С особой болью вглядывается Шаламов в каторжные судьбы интеллигентов, которых блатари и конвойные презрительно кличут «Иванами Иванычами». Уничтожение духовной, творящей элиты общества не без основания оценивается им в качестве самого страшного преступления сталинского режима. Писатель вовсе не идеализирует этих мучеников: они оказались беззащитными перед террором в наивысшей степени. Тем с большей симпатией рисует он тех редких самородков, которые выдюжили на каторге. Недаром один из таких рассказов назван «Житие инженера Кипреева». Благодарным гимном звучат страницы, посвященные наставникам Шаламова на каторжных фельдшерских курсах. Потому-то и выделен так в рассказе «Сука Тамара» эпизодический для фабулы персонаж Моисей Моисеевич Кузнецов, «мастер, даже немножко поэт, работник из той породы кузнецов, что могла отковать розу» (1, 51).
Колымские лагеря Шаламов воспринимает как грозное предзнаменование новейшего времени, перечеркивающее прекраснодушные надежды человечества на исторический прогресс. Тревога эта была знакома уже пушкинской эпохе, получила, в частности, отражение в стихотворении Е. А. Баратынского «Последний поэт»:
Век шествует путем своим железным,
В сердцах корысть, и общая мечта
Час от часу насущным и полезным
Отчетливей, бесстыдней предана….[473]
«Пиковая дама» Пушкина, в сущности, о том же. «Легкомысленный» прежний век здесь запечатлен в безделушках кабинета, которые бросились в глаза Германну, пробирающемуся в покои старой графини:
По всем углам торчали фарфоровые пастушки, столовые часы работы славного Leroy, коробочки, рулетки, веера и разные дамские игрушки, изобретенные в конце минувшего столетия вместе с Монгольфьеровым шаром и Месмеровыммагнетизмом (VIII, 240).

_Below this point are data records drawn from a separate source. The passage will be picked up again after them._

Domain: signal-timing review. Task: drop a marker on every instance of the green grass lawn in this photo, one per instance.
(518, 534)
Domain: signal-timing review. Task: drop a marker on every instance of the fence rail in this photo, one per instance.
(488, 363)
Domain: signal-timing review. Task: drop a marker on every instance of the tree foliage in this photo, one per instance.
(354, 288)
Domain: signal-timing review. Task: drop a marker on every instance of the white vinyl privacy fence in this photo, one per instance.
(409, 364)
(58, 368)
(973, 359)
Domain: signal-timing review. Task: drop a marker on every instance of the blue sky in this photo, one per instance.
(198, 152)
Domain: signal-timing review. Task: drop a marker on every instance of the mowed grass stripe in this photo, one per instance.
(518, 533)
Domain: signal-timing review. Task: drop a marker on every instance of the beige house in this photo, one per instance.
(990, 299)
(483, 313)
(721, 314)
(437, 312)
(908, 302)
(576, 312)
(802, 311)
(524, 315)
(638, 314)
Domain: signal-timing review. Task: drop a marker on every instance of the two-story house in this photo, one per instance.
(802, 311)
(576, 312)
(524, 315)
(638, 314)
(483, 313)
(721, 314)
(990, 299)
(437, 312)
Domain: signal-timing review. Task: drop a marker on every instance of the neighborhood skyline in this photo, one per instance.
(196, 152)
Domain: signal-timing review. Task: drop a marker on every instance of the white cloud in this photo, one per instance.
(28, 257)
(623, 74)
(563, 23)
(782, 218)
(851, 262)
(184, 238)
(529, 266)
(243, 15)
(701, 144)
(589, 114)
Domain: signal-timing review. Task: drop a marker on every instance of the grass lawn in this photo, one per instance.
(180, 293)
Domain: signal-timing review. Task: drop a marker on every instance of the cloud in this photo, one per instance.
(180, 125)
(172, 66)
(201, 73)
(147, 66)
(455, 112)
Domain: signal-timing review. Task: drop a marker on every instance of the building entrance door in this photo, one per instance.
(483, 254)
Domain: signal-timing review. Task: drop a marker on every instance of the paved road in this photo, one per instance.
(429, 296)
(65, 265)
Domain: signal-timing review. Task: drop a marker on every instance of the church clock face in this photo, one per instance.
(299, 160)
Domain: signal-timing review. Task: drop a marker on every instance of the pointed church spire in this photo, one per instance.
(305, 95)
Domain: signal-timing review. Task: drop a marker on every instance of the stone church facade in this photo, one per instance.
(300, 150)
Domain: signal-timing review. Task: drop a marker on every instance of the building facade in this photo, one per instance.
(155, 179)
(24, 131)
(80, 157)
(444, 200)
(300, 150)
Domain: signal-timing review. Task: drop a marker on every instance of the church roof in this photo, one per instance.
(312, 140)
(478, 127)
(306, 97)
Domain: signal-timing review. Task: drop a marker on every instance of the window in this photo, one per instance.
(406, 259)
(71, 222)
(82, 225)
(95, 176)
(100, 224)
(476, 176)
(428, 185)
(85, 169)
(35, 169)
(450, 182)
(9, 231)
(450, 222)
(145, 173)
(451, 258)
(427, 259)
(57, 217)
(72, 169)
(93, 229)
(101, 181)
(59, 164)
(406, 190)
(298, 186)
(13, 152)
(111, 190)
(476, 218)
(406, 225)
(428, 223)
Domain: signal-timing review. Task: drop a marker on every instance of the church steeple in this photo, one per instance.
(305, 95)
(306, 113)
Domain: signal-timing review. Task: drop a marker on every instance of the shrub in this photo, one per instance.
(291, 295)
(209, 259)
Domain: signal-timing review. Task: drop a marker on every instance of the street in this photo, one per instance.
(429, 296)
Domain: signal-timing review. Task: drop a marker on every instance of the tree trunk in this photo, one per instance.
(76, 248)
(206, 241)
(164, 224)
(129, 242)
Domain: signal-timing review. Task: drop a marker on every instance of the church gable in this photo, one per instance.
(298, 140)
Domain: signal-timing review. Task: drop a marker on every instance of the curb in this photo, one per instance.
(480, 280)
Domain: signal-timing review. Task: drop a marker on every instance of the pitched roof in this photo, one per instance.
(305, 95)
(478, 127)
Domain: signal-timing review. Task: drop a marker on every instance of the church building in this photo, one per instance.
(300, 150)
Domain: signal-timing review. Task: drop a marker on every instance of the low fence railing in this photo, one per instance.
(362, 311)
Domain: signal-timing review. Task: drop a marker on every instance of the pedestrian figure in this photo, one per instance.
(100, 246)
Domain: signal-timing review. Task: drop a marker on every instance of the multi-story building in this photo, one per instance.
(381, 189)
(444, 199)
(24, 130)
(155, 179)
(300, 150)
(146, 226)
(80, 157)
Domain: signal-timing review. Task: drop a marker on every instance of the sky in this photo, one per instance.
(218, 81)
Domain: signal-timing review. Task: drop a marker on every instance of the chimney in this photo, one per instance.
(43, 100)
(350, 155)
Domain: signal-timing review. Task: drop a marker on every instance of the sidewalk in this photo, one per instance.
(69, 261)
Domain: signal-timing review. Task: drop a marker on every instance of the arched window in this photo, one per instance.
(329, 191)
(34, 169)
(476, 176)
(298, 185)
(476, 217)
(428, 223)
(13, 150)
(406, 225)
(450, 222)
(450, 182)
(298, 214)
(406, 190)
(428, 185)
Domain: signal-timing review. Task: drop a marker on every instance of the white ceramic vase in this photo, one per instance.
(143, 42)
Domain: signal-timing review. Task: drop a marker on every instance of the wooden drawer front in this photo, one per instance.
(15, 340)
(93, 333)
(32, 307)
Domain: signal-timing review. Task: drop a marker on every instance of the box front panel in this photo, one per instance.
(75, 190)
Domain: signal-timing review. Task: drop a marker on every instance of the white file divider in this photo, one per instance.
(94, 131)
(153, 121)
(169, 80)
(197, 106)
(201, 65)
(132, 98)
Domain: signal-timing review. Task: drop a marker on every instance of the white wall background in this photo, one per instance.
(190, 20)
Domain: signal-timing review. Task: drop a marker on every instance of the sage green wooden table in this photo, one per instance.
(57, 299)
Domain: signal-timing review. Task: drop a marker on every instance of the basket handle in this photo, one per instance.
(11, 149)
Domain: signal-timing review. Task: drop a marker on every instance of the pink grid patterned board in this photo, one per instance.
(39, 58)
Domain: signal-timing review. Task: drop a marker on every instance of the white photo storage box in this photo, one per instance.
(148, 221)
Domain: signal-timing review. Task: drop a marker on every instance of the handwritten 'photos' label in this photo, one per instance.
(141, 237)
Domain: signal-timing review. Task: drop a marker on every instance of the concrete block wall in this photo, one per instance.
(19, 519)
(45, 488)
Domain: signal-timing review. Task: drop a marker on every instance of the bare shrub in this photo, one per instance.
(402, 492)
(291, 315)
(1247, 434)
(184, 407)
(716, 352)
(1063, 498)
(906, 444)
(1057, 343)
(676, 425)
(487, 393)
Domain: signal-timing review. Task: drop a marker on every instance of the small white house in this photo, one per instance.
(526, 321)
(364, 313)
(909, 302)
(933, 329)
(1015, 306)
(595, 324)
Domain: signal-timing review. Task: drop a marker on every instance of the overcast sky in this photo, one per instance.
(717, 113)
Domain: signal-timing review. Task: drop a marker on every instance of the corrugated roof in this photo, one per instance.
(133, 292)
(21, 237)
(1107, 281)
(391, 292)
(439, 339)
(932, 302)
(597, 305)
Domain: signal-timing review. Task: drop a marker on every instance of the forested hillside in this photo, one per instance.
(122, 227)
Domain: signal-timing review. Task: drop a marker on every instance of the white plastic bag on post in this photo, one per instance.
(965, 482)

Всё это именно «игрушки», предназначенные для забавы, иногда щекочущей нервы, – как и карточная игра, которая, однако, для человека нового поколения овеяна маниакальной мечтой о «насущном и полезном».
Сходный с «Пиковой дамой» прием изображения эпохи мы находим в рассказе Шаламова «Шахматы доктора Кузьменко». Внешне это бытовая зарисовка о не состоявшейся в лагерной больнице шахматной игре. Рассказчик, расставляющий фигуры, слепленные из тюремного хлеба, узнает историю создания этих шахмат руками скульптора Кулагина, ушедшего в колымское небытие и перед смертью в припадке безумия, вызванного голодом, попытавшегося съесть всю партию. Впрочем, проглочены были только белая ладья и голова черного ферзя.
Натуралистическая концовка рассказа пошаламовски вызывает ощущение, подобное болевому шоку:
– Я не велел (сообщает доктор Кузьменко. – С. Ф.) доставать ладью из желудка. Во время вскрытия это можно было сделать. И голову ферзя тоже… Поэтому эта игра, эта партия без двух фигур. Ваш ход, маэстро.
– Нет, – сказал я. – Мне что-то расхотелось… (2, 369).
Но за бытом проступает несколько символических планов. Первый из них вызван описанием шахматной партии:
Это были шахматы тончайшей ювелирной работы. Игра на тему «Смутное время в России». Польские жолнеры и казаки окружали высокую фигуру Первого Самозванца – короля белых. У белого ферзя были резкие, энергичные черты Марины Мнишек. Гетман Сапега и Радзивилл стояли на доске как офицеры Самозванца. Черные стояли на доске как в монашеской одежде – митрополит Филарет возглавлял их. Пересвет и Ослабя в латах поверх иноческих ряс держали короткие обнаженные мечи. Башни Троице-Сергиева стояли на полях а-8 и h-8 (2, 366).